((Automated translation by Reuters, please see disclaimer https://bit.ly/rtrsauto)) by Scott DiSavino
U.S. energy companies this week reduced the number of oil and natural gas drilling rigs for the first time in four weeks, energy services company Baker Hughes BKR.O said in its very recent report. followed by Friday.
The number of oil and gas drilling rigs, an early indicator of future production, fell by one unit to 584 during the week of November 15, the lowest level since early September. RIG-USA-BHI
RIG-OL-USA-BHI RIG-GS-USA-BHI
The total number of drilling rigs fell by 34, or 6% less than at the same time last year.
According to Baker Hughes, the number of oil drilling rigs fell by one to 478 this week, its lowest level since the week of July 19, while the number of gas drilling rigs also fell by 'one unit to reach 101.
The number of oil and gas drilling rigs fell by about 20% in 2023 after increasing by 33% in 2022 and 67% in 2021, due to lower oil and gas prices, increased costs for labor and equipment due to soaring inflation and as businesses focused on paying down debt and increasing returns for shareholders rather than increasing production.
U.S. oil CLc1 futures are down about 6% so far in 2024 after falling 11% in 2023, while U.S. gas NGc1 futures are up 11% in 2024 after to have fallen by 44% in 2023.
U.S. crude production was on track to rise from a record 12.9 million barrels per day (bpd) in 2023 to 13.2 million bpd in 2024 and 13.5 million bpd in 2025, according to latest outlook from the U.S. Energy Information Administration (EIA) released this week.
The agency, however, slightly revised upwards the oil production forecast for 2024 while reducing the forecast for 2025 compared to last month's report.
This week, the EIA also reduced its forecast for U.S. gas production to 103.4 billion cubic feet per day (bcfd) in 2024, down from 103.5 bcfd forecast last month.
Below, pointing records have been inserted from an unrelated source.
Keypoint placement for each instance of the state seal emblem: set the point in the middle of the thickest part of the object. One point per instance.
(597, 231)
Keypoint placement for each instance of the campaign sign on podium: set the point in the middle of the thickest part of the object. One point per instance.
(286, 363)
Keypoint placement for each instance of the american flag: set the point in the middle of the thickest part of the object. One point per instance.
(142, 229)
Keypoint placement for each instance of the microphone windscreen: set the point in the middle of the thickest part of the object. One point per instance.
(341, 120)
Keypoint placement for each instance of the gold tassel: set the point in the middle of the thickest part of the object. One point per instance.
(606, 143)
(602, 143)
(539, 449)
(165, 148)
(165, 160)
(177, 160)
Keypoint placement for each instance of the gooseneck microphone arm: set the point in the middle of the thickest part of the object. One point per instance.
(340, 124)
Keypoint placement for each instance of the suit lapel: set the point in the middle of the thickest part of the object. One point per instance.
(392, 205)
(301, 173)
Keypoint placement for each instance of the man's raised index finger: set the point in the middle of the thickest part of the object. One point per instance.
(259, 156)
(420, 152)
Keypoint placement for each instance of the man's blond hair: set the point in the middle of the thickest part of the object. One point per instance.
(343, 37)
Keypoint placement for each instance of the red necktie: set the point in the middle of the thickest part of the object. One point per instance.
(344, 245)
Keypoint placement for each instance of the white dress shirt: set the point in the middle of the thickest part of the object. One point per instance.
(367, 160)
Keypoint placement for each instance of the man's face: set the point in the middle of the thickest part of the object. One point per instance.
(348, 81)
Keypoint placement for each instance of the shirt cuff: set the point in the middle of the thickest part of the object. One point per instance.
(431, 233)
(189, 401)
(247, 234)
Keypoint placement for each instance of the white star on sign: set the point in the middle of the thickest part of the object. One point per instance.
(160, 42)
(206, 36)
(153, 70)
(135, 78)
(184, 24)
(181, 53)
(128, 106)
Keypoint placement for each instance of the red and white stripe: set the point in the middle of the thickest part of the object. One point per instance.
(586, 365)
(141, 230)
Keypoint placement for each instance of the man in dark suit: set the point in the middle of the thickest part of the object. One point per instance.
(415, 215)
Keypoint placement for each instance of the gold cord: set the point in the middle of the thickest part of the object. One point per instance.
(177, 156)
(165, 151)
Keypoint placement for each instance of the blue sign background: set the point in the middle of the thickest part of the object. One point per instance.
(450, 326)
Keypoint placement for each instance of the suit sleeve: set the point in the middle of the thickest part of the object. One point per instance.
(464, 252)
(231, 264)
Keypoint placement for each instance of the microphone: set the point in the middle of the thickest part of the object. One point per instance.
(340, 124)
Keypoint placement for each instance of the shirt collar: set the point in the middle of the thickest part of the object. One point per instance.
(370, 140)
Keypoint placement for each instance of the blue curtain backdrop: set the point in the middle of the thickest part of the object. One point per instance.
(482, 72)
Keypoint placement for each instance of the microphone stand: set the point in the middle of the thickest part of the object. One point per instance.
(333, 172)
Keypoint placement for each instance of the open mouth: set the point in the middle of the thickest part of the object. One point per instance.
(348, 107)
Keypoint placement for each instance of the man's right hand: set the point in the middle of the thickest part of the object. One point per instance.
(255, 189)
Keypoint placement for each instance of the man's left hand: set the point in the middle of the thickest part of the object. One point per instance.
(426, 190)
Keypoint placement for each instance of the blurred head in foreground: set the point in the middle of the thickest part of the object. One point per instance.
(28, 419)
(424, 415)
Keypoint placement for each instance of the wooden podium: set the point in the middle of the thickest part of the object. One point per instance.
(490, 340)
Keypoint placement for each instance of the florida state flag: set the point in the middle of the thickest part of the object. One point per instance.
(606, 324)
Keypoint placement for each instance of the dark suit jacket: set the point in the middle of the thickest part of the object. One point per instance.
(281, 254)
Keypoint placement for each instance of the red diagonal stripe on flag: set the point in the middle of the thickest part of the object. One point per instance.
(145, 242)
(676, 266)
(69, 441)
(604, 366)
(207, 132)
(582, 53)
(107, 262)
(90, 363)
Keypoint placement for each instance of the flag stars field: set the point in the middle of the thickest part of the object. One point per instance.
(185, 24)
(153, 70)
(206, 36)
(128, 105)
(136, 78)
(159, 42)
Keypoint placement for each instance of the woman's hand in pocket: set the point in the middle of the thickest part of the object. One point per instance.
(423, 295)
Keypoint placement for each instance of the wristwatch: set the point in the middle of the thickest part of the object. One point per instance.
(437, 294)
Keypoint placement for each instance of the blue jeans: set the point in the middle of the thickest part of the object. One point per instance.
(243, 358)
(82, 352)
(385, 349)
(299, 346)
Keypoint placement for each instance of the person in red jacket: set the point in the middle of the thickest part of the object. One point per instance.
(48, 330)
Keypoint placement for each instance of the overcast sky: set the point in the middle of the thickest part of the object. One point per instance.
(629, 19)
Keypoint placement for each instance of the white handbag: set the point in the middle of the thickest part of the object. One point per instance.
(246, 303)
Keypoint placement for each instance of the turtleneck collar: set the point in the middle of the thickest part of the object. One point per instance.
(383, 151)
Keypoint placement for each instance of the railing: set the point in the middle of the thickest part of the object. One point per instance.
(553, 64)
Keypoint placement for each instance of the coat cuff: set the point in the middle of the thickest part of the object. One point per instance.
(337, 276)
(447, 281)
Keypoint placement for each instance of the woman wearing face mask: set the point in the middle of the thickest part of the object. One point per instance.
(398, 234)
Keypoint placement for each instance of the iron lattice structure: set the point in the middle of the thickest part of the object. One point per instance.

Gas production will be down from a record 103.8 billion cubic feet per day in 2023, the first decline since 2020, when the COVID-19 pandemic reduced demand for the fuel.
Several gas producers cut drilling spending earlier this year after monthly average spot prices at the Henry Hub benchmark
NG-W-HH-SNL in Louisiana dropped to a 32-year low in March.